Take “spitting image,” for example. It’s common for people to say that a son is the spitting image of his father. But actually, the term they probably wanted was “spit and image.” According to Garner’s Modern American Usage, the original term is a biblical reference about God making Adam from clay that, in turn, was made from dust and spit.

You probably already know about “for all intensive purposes.” The expression is really “for all intents and purposes.” Though it’s easy to understand why people mishear this one.

To say someone is at your “beckon call” is another error, or, as some call it, a mondegreen. A mondegreen is any misheard expression, lyric, catchphrase or slogan. The name itself is a mondegreen.

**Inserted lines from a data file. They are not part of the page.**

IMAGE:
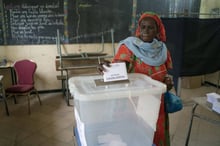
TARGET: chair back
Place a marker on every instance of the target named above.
(25, 70)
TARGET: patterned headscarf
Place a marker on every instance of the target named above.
(162, 34)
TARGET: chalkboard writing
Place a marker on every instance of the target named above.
(30, 22)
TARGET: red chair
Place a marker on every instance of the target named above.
(25, 70)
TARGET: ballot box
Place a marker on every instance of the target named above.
(116, 114)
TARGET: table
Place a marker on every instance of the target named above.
(2, 95)
(200, 101)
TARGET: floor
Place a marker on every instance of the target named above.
(52, 123)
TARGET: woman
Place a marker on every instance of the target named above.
(146, 53)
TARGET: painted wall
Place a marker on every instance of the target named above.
(44, 56)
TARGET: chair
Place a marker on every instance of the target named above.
(25, 70)
(2, 95)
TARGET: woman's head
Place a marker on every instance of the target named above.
(149, 27)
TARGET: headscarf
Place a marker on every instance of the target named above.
(162, 35)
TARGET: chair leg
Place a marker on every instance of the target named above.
(29, 107)
(38, 96)
(15, 100)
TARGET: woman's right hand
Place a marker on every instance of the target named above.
(100, 66)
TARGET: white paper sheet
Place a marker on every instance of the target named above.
(116, 72)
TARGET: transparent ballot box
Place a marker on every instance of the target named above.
(116, 114)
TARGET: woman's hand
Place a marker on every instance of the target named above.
(100, 66)
(168, 81)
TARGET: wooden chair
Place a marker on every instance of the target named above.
(25, 70)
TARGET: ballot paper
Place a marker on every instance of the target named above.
(216, 107)
(116, 72)
(214, 99)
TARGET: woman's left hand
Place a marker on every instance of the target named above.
(168, 81)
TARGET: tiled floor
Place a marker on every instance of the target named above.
(52, 123)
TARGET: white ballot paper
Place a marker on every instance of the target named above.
(116, 72)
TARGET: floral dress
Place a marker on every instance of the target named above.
(161, 136)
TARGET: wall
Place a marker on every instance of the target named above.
(206, 7)
(44, 56)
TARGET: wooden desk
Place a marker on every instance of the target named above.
(200, 101)
(2, 95)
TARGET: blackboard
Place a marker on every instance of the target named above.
(31, 21)
(87, 19)
(78, 21)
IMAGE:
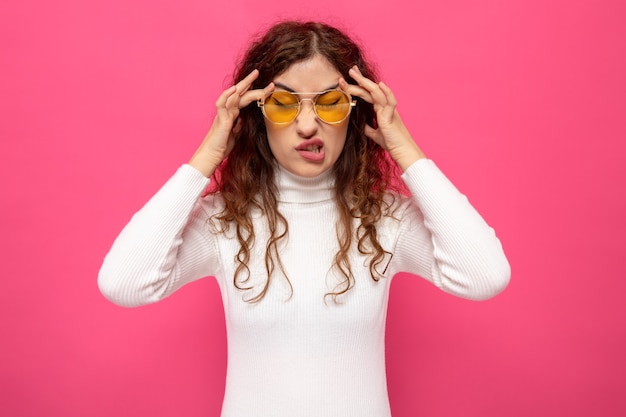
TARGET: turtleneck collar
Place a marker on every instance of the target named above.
(296, 189)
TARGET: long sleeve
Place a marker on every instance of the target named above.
(445, 240)
(164, 246)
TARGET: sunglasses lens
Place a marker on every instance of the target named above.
(281, 107)
(332, 106)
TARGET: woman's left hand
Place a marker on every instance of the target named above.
(391, 133)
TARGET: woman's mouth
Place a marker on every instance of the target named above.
(311, 150)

It’s related to the concept of “eggcorns,” which are also misheard terms, including one derived from “acorn.” The name mondegreen comes from a misheard lyric from the Scottish ballad “The Bonny Earl of Moray.” In the song are the words “laid him on the green,” which people famously misheard as “laid him mondegreen.”

As for “beckon call,” you probably want “beck and call.” A beck is a summoning gesture, and, yes, it’s related to “beckon.” Here’s Garner’s: “‘Beckon call’ is an understandable guess at the phrase, since one would naturally call out to beckon someone. And ‘beckon’ is a more familiar term than its shorter sibling ‘beck.’”

“All told” doesn’t pose a problem for most users. It’s rare to get this wrong. It means roughly the same thing as “all said and done,” meaning once you have the whole story, something becomes clear. But there is a myth circulating out there — one I, myself, briefly fell for — that the correct form is “all tolled,” meaning all counted. Not so. “All told” is the original and proper form.

Liars are often bold. But their faces aren’t. So a “bold-faced liar” is the misheard form of the original term “bald-faced liar.” Bald-faced means brazen, obvious and shameless — as many liars are.

“Pawn off” is an interesting mishearing of “palm off.” The original term with “palm” means to pass something off to some unwitting person — a usage Merriam Webster’s says is probably a reference to cheating at cards or sleight-of-hand tricks. Again, it’s easy to see where this one went awry. Pawn shops are at least as prevalent in the modern consciousness as card cheats.

If you say that two things are really “one in the same,” you probably mean that they’re “one and the same.” And if you’re waiting for someone with “baited breath,” you might be inadvertently conjuring thoughts of worms and chum: The term is actually “bated breath,” whose first word is related to “abate,” meaning, basically, to stop.